FC sem direção: o desvio de função e a função desviada
Tribunal nega pedido de indenização por desvio de função a servidor designado para Oficial de Justiça ad hoc
A 1ª Turma do TRF da 1ª Região, por unanimidade, deu provimento à apelação da União contra sentença da 5ª Vara da Seção Judiciária do Distrito Federal que julgou procedente o pedido de indenização decorrente das diferenças remuneratórias decorrentes do desvio funcional entre o cargo de Técnico Judiciário, Área Administrativa, Especialidade Segurança para o cargo de Oficial de Justiça Avaliador Federal, no período de 22/7/2004 e 2/5/2007, em que permaneceu como Oficial de Justiça ad hoc.
A União alega não ser possível o reconhecimento de desvio de função nesses casos e cita o art. 37 § 2º da norma constitucional e requer a reforma da sentença por julgar improcedente o pedido.
O autor, por sua vez, pede a reforma parcial da sentença para majorar o valor fixado a título de honorários de sucumbência para que correspondam a, no mínimo, 10% do valor da condenação.
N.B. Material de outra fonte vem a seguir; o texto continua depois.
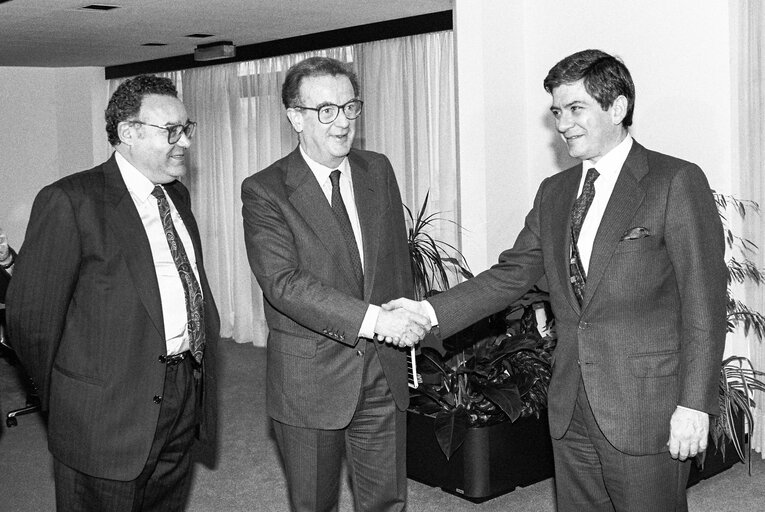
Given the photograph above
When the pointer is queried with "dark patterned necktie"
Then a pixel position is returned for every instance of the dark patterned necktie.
(193, 293)
(338, 206)
(578, 213)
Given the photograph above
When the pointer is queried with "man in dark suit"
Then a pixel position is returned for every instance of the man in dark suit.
(634, 256)
(111, 314)
(326, 239)
(7, 259)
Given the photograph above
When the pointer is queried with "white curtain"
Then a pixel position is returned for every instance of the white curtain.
(407, 86)
(749, 48)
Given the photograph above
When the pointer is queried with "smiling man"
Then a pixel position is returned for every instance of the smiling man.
(632, 248)
(110, 312)
(325, 235)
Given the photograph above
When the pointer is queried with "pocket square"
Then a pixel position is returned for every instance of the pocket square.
(635, 233)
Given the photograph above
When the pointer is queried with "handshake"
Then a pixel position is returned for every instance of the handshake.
(403, 322)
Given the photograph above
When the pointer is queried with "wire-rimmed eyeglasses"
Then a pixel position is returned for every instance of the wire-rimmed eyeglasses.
(174, 131)
(328, 112)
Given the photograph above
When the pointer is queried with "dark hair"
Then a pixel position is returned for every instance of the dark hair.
(605, 78)
(126, 101)
(314, 66)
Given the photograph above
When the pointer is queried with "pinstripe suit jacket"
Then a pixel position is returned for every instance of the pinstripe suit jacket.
(299, 257)
(5, 278)
(85, 317)
(651, 329)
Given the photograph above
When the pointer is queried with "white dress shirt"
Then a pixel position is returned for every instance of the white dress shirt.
(170, 285)
(321, 172)
(608, 168)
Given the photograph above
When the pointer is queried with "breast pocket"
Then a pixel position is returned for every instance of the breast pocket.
(657, 364)
(645, 244)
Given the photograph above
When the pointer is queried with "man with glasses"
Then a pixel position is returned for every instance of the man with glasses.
(326, 239)
(111, 314)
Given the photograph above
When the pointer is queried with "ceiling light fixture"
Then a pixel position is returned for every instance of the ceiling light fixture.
(99, 7)
(214, 51)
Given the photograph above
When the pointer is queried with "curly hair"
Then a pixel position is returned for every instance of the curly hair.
(126, 101)
(314, 66)
(605, 78)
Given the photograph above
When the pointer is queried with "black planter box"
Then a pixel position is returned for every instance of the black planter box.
(492, 461)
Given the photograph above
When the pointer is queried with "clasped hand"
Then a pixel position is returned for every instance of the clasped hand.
(402, 326)
(5, 251)
(688, 433)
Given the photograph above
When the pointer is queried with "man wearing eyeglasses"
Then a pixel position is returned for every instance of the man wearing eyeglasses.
(111, 314)
(326, 239)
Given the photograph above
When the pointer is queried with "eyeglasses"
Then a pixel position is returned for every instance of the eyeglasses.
(329, 111)
(174, 131)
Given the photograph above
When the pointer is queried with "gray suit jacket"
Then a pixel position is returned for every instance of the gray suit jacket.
(85, 318)
(651, 330)
(299, 257)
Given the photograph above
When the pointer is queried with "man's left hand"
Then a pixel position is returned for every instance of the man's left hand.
(688, 431)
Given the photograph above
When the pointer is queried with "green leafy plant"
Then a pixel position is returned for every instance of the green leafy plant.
(496, 370)
(740, 267)
(738, 379)
(431, 259)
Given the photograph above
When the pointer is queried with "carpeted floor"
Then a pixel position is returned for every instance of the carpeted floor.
(249, 477)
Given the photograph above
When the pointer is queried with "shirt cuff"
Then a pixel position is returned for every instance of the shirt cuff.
(431, 313)
(689, 409)
(370, 321)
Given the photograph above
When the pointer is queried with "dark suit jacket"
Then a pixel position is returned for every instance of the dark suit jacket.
(299, 257)
(651, 330)
(85, 318)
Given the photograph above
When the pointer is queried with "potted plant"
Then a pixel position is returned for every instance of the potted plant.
(480, 429)
(738, 379)
(431, 259)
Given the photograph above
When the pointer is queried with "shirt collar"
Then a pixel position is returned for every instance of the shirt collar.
(322, 171)
(613, 161)
(137, 184)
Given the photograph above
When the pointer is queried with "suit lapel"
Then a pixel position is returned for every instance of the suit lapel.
(561, 227)
(131, 235)
(364, 183)
(625, 199)
(308, 198)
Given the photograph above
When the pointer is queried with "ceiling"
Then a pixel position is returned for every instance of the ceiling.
(61, 33)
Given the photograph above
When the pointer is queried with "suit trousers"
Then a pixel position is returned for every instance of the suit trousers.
(163, 485)
(592, 475)
(374, 444)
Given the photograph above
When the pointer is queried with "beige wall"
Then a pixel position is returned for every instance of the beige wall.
(679, 56)
(52, 125)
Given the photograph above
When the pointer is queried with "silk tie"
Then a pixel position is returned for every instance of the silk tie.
(578, 213)
(194, 303)
(341, 214)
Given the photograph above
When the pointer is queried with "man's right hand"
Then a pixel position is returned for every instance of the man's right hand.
(401, 327)
(408, 304)
(5, 251)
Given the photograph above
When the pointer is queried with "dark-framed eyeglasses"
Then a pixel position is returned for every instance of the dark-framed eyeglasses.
(174, 131)
(328, 112)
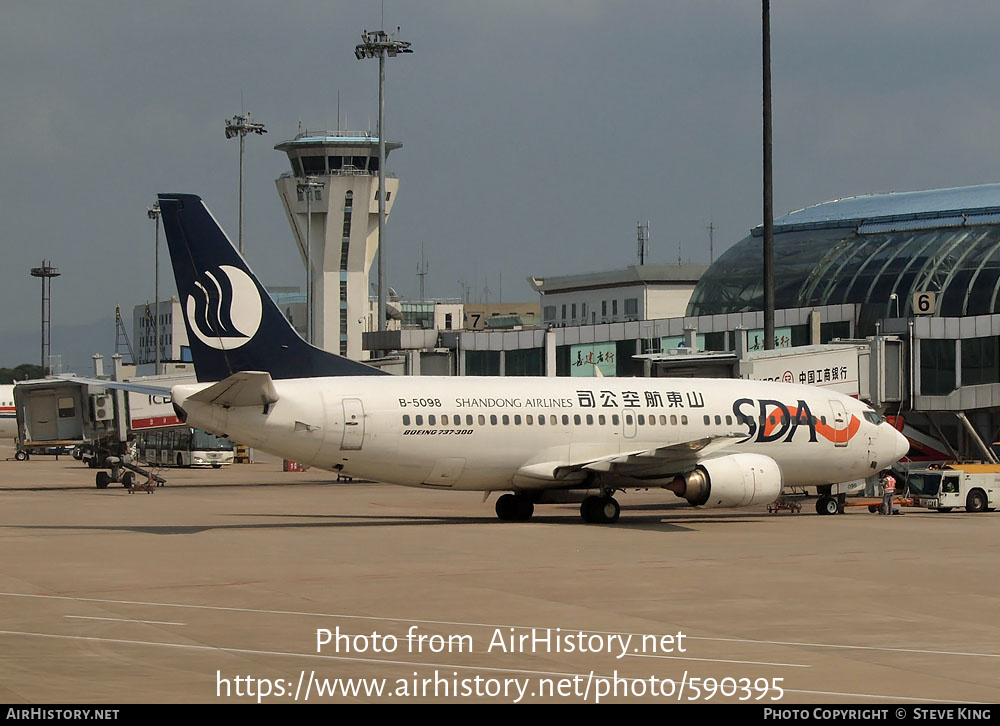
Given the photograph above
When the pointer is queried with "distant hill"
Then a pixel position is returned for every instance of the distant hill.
(74, 343)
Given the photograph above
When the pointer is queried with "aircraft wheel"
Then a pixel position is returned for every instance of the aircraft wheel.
(600, 510)
(525, 508)
(975, 502)
(506, 508)
(827, 505)
(610, 510)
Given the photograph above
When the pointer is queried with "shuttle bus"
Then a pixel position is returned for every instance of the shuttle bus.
(184, 447)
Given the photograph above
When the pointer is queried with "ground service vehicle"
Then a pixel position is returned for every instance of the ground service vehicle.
(975, 487)
(184, 447)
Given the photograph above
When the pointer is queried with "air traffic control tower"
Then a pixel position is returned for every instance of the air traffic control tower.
(344, 232)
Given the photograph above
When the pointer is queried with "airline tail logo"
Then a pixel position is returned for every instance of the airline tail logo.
(225, 310)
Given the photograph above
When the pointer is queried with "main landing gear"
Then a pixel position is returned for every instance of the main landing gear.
(514, 508)
(600, 510)
(828, 504)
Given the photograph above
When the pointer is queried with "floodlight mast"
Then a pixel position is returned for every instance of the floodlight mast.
(154, 214)
(241, 126)
(378, 44)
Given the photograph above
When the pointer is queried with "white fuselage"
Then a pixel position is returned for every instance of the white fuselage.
(469, 433)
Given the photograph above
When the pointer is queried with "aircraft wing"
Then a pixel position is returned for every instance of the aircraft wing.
(248, 388)
(659, 462)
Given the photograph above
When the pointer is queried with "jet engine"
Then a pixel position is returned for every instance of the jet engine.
(737, 480)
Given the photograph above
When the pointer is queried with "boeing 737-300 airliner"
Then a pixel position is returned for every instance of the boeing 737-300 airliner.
(713, 442)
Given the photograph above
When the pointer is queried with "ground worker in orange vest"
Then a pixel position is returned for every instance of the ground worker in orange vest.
(888, 491)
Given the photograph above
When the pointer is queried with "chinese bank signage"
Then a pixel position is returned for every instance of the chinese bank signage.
(584, 358)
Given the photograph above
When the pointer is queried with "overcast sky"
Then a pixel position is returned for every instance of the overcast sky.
(535, 135)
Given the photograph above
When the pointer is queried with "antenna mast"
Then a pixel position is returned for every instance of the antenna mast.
(642, 232)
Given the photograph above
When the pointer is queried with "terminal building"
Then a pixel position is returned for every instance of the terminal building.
(914, 275)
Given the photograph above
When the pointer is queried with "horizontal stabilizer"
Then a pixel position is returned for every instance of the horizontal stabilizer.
(149, 390)
(248, 388)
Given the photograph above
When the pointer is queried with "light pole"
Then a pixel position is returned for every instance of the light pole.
(241, 126)
(378, 44)
(154, 214)
(306, 186)
(46, 272)
(768, 199)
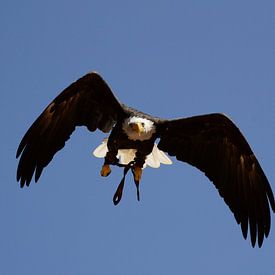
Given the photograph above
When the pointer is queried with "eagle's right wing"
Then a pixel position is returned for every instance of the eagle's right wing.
(87, 102)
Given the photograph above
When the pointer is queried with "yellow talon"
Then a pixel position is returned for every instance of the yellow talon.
(105, 170)
(137, 173)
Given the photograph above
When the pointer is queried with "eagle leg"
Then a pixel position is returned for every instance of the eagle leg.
(105, 170)
(137, 171)
(118, 194)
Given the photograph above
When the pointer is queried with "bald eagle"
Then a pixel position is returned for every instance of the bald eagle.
(212, 143)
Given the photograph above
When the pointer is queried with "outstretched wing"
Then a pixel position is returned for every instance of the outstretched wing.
(213, 144)
(87, 102)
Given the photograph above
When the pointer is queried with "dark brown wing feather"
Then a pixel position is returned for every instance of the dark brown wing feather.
(87, 102)
(213, 144)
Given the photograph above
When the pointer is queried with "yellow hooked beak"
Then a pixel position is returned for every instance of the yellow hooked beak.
(137, 127)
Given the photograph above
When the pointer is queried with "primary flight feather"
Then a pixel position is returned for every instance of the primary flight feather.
(211, 142)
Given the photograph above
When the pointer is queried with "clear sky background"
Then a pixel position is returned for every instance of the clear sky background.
(170, 59)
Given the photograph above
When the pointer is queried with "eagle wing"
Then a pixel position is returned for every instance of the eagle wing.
(87, 102)
(214, 145)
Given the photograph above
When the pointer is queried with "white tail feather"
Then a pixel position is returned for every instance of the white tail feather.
(127, 155)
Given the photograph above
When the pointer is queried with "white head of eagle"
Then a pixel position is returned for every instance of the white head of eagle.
(212, 143)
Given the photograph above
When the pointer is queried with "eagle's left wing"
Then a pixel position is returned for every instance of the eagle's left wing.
(213, 144)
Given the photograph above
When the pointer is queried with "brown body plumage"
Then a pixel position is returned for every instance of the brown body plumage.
(212, 143)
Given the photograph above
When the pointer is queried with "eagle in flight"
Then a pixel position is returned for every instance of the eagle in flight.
(211, 142)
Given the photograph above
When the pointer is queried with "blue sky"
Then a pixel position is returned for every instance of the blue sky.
(170, 59)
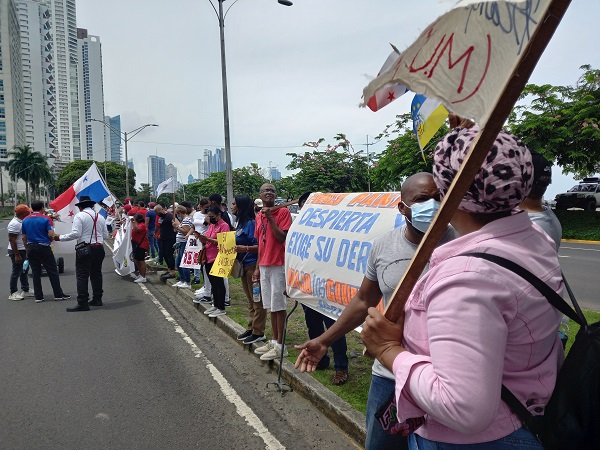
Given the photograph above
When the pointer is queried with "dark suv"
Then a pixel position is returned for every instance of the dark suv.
(585, 195)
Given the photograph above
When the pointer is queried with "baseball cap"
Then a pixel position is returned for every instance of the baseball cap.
(19, 209)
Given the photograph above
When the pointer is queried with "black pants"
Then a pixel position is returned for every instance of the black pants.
(218, 288)
(167, 252)
(17, 272)
(89, 268)
(41, 255)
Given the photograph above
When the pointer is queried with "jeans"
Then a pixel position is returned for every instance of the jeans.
(520, 439)
(184, 274)
(377, 439)
(41, 255)
(89, 268)
(17, 273)
(316, 323)
(218, 288)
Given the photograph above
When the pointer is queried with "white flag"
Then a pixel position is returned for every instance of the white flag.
(166, 187)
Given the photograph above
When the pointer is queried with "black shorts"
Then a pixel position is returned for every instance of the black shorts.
(139, 254)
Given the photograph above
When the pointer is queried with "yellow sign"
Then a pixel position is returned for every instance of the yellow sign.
(226, 256)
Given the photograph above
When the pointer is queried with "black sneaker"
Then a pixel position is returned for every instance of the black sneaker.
(254, 338)
(244, 335)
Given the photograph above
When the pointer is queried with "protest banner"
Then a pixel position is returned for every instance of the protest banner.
(328, 246)
(226, 256)
(191, 254)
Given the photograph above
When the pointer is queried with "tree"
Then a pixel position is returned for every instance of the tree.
(29, 166)
(402, 157)
(562, 122)
(338, 168)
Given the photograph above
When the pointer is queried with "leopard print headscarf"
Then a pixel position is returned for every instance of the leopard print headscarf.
(504, 180)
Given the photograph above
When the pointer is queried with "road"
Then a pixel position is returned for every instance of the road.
(579, 263)
(136, 375)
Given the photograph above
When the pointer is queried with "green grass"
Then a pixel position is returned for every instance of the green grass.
(578, 224)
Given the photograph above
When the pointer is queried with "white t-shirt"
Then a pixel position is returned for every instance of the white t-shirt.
(14, 227)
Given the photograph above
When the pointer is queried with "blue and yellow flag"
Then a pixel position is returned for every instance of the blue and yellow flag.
(428, 116)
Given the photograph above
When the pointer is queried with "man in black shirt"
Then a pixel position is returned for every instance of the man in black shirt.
(167, 239)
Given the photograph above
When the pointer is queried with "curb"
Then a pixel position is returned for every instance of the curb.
(340, 412)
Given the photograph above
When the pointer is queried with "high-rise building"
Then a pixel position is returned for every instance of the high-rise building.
(157, 171)
(12, 119)
(115, 138)
(91, 96)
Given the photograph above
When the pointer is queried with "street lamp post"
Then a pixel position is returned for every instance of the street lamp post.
(221, 19)
(125, 136)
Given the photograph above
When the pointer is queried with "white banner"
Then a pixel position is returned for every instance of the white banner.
(465, 57)
(328, 246)
(122, 249)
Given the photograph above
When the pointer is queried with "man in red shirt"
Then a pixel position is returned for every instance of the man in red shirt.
(272, 225)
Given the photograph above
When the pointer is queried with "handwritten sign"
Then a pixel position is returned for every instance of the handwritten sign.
(328, 246)
(191, 254)
(466, 55)
(226, 256)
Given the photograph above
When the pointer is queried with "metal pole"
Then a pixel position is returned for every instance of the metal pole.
(126, 166)
(228, 172)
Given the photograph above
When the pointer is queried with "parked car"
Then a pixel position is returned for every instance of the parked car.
(585, 195)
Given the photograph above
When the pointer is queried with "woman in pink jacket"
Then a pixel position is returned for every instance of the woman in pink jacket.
(470, 325)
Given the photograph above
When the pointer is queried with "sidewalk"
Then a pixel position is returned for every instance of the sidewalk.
(337, 410)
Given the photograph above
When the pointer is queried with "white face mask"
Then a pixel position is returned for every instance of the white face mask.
(422, 214)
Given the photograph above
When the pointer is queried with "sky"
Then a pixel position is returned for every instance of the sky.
(295, 74)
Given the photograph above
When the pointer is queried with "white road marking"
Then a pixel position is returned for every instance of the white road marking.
(243, 410)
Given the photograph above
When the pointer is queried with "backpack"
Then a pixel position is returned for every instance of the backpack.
(571, 418)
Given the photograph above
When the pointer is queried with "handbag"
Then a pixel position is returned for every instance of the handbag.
(238, 268)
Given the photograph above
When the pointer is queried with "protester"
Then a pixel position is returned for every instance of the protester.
(38, 233)
(166, 239)
(181, 224)
(89, 228)
(246, 248)
(140, 245)
(150, 222)
(469, 325)
(17, 253)
(272, 225)
(388, 260)
(539, 213)
(217, 225)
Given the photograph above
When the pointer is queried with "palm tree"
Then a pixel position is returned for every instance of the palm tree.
(29, 166)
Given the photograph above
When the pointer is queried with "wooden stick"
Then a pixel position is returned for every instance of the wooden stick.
(479, 150)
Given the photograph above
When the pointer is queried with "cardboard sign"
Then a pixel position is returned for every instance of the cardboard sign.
(465, 57)
(190, 259)
(226, 256)
(328, 246)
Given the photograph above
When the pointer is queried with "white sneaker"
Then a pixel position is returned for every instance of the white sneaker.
(217, 312)
(274, 353)
(264, 349)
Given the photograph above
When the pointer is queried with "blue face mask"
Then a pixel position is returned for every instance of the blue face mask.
(423, 214)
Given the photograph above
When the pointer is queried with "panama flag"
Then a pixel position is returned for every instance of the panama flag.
(90, 184)
(391, 91)
(428, 116)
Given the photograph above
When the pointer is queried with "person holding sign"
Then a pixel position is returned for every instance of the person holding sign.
(272, 225)
(388, 259)
(471, 326)
(217, 225)
(246, 248)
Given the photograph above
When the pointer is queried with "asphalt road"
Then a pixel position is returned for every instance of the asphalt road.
(581, 266)
(136, 375)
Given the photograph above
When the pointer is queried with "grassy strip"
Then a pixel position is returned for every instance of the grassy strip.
(578, 224)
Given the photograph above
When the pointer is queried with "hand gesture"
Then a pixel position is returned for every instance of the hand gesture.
(311, 353)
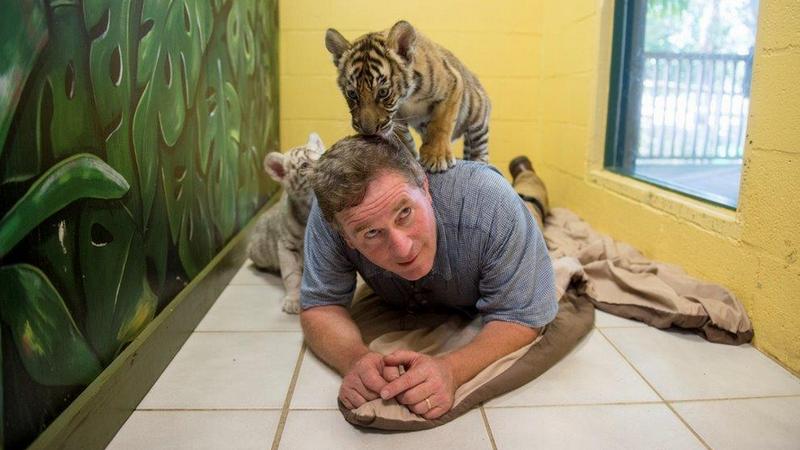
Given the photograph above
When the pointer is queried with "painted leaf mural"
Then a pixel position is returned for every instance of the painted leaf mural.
(132, 155)
(51, 346)
(175, 34)
(221, 117)
(58, 117)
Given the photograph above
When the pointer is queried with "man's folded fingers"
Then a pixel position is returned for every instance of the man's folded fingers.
(415, 395)
(406, 381)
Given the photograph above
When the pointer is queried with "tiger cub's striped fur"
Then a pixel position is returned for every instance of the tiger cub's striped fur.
(400, 76)
(277, 242)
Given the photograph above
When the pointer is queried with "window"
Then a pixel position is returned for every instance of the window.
(680, 94)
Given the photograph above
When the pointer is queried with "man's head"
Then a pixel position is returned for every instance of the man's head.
(376, 195)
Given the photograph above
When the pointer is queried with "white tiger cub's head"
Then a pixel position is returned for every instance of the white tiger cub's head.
(376, 74)
(292, 169)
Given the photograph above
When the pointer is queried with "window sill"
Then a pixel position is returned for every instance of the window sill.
(710, 217)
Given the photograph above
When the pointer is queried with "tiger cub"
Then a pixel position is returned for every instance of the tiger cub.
(277, 242)
(400, 76)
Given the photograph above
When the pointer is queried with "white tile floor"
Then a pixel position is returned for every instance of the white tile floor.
(245, 380)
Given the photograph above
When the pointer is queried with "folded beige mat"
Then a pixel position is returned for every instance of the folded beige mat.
(620, 281)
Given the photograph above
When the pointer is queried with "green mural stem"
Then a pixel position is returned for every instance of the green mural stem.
(79, 176)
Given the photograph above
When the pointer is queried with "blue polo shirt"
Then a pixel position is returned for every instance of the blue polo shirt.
(490, 259)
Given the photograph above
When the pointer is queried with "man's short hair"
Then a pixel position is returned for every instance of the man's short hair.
(343, 173)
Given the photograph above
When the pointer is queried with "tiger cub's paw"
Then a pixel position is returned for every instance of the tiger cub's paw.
(436, 158)
(291, 304)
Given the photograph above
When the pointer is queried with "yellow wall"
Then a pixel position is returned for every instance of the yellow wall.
(545, 66)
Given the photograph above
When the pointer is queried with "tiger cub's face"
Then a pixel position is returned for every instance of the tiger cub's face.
(375, 75)
(292, 168)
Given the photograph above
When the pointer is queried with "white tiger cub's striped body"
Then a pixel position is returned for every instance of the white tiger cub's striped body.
(400, 76)
(277, 242)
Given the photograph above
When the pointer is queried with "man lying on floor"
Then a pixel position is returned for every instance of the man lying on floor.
(461, 239)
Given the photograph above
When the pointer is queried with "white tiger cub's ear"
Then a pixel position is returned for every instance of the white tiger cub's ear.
(315, 142)
(336, 44)
(403, 40)
(273, 165)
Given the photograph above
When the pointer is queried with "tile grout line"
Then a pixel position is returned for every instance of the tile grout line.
(246, 331)
(488, 428)
(730, 399)
(249, 408)
(668, 405)
(573, 405)
(288, 401)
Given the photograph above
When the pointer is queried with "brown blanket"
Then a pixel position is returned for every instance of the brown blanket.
(620, 281)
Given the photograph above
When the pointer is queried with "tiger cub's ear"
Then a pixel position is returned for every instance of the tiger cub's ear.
(336, 44)
(273, 165)
(315, 142)
(403, 39)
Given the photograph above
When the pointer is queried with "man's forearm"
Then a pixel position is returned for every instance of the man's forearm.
(495, 340)
(333, 336)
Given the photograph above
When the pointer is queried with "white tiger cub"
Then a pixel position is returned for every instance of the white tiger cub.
(277, 242)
Ao analisar o caso, a relatora, desembargadora federal Gilda Sigmaringa Seixas destaca que o desvio de função não é reconhecido como forma de provimento, originário ou derivado, de cargo público.
A magistrada pondera, no entanto, que a jurisprudência tem assegurado aos servidores que comprovadamente experimentaram tal situação o pagamento relativo às diferenças remuneratórias decorrentes do desvio de função, enquanto este perdurar.
Ao fundamentar seu voto, a relatora citou precedentes do Superior Tribunal de Justiça (STJ) e do TRF1, ao ressaltar que, quando o servidor é remunerado com função comissionada específica (Oficial Especializado), descaracteriza-se a hipótese de desvio de função, vez que houve remuneração pelo exercício das funções atípicas do cargo efetivo, de acordo com a gratificação estipulada para tanto, como um plus remuneratório.
Nesses termos, o Colegiado, acompanhando o voto da relatora, deu provimento à apelação da União para reformar a sentença e julgou prejudicado a apelação da parte autora.
Processo nº: 0004702-57.2010.4.01.3400/DF
Data de julgamento: 05/10/2016
Lamentavelmente, a sobrecarga de processos nos tribunais produz decisões que confundem alhos com bugalhos.
Basta alguma semelhança inicial para que se complete o quadro, ainda que radicalmente diverso, quando conhecido completamente.
É o caso do recebimento de função comissionada (FC) em desvio de função. Tradicionalmente se estabeleceu que não cabe pedir indenização pela realização de atribuições mais complexas, se estas tarefas integram o exercício de uma função retribuída por função comissionada.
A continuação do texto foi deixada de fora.